Full-time is still some way off (and of course the game could run to extra time and penalties) but as it stands one could argue that in the crunch digital match about privacy between Google and Europe the current score is 2 – 1, to the Europeans. Why? Because in the past couple of weeks three important legal announcements have ruled that may well dictate how the #righttobeforgotten is played out – and the end result will impact on all of our digital footprints.

What is ‘the right to be forgotten’?

Back in 2014 the European Court of Justice ruled in favour of Spanish national, Mario González, who had complained that two newspaper articles which were published in 1998 were still available online. Both pieces announced the forced sale of a property Mr González had owned and which were being repossessed to pay off his social security debts.

Anyone carrying out a Google search of his name would bring up these links (which ranked highly on page 1 of the Search Engine Results Pages, or SERPs) and he wanted them removed because his debts had been settled and the search history was causing him personal embarrassment and reputational damage.

As a result of the court’s ruling the right to be forgotten came about and in Mr González’s case meant the indexed search links would be removed by Google, but the content would remain on the newspaper’s website. Some have said it was more about a right not to be indexed rather than a right to be forgotten but since then Google have removed millions of links from its search results at the request of individuals.

Europe 0 – Google 1

So, where are we now? Well, first blood was drawn a little over two weeks ago when a senior advisor to the European Court of Justice (ECJ) backed Google’s claim that the right to be forgotten had no jurisdiction outside of Europe and as a result clipped France’s wings after it had asked for the law’s scope to be extended globally. This came about because Google questioned an earlier ruling (from a previous clash between them and CNIL, the French data regulator) after it had been fined 100,000 euros for not removing information across national boundaries.

Europe 1 – Google 1

But Europe levelled the score earlier this week after CNIL announced a 50 million euro fine for a breach of the EU’s data protection rules and a “lack of transparency, inadequate information and lack of valid consent regarding ads personalisation”.  The recent spat stems from GDPR and relates to ad personalisation and how user data is mandated. Ultimately Google are being accused of not obtaining clear permission to process ‘essential information’ because it was ‘disseminated across several documents’.

Europe 2 – Google 1

However, a late strike now puts Europe 2 – 1 up after a Dutch surgeon won a landmark case relating to her suspension from a register of healthcare professionals due to postoperative care. After searching for her name one of the prominent indexed links took the user to an unofficial blacklist, which the Doctor’s lawyers said was ‘digital pillory’. Potential patients had found this out and discussed matters about her on a separate web forum.

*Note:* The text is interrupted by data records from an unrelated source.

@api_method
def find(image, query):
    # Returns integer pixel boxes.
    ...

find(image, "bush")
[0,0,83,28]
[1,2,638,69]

Whilst the information on the website (regarding the Doctor’s failings) was correct, it was ruled that by appearing on the blacklist site the suggestion was she was unfit to treat patients and that was not supported by the medical panel’s findings. Google will now have to remove thousands of indexed links as a result and the implications for the rest of the medical profession are wide reaching, not least because in this instance 15 other doctors on the blacklist want action taking on their behalf – with more to follow.

What does this mean for online and digital reputation management?

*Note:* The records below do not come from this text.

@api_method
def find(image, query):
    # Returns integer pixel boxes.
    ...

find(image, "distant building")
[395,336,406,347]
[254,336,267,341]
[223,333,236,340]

Many people felt that the geographical boundaries for the right to be forgotten would be extended beyond Europe to encompass the rest of world, by not expanding them it takes away an avenue some individuals had hoped would be open to them. Naturally many will see this as a victory for free speech, but for some the news will be disheartening.

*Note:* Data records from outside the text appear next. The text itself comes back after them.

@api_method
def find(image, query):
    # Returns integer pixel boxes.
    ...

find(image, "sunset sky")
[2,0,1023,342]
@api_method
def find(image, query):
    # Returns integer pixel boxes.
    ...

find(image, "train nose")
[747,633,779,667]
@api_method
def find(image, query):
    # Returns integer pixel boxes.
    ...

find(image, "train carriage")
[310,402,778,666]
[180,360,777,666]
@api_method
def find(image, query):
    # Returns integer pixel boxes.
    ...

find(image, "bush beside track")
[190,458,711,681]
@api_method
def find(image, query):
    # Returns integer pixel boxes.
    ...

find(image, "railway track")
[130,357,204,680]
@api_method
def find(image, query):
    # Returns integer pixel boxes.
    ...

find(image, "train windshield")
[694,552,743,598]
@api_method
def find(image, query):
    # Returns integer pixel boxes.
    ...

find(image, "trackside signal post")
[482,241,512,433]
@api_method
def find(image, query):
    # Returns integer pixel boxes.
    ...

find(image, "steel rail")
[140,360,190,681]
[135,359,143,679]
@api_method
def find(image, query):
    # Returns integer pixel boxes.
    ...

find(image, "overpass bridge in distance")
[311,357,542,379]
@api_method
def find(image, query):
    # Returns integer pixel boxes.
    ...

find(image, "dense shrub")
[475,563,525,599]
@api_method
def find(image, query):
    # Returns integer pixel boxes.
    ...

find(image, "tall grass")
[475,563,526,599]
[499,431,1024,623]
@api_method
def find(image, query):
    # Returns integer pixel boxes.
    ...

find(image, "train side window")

However, all is not lost because specialist online and digital reputation management experts will be able to fill the void with the creation of bespoke strategies that should be able to help those in need when their searched for results produce content that is harmful, upsetting or just plain inaccurate. These need to be highly targeted solutions that over a period of time will have the desired effect, and whilst in some cases it might take many months the outcome should be beneficial to them and their SERPs.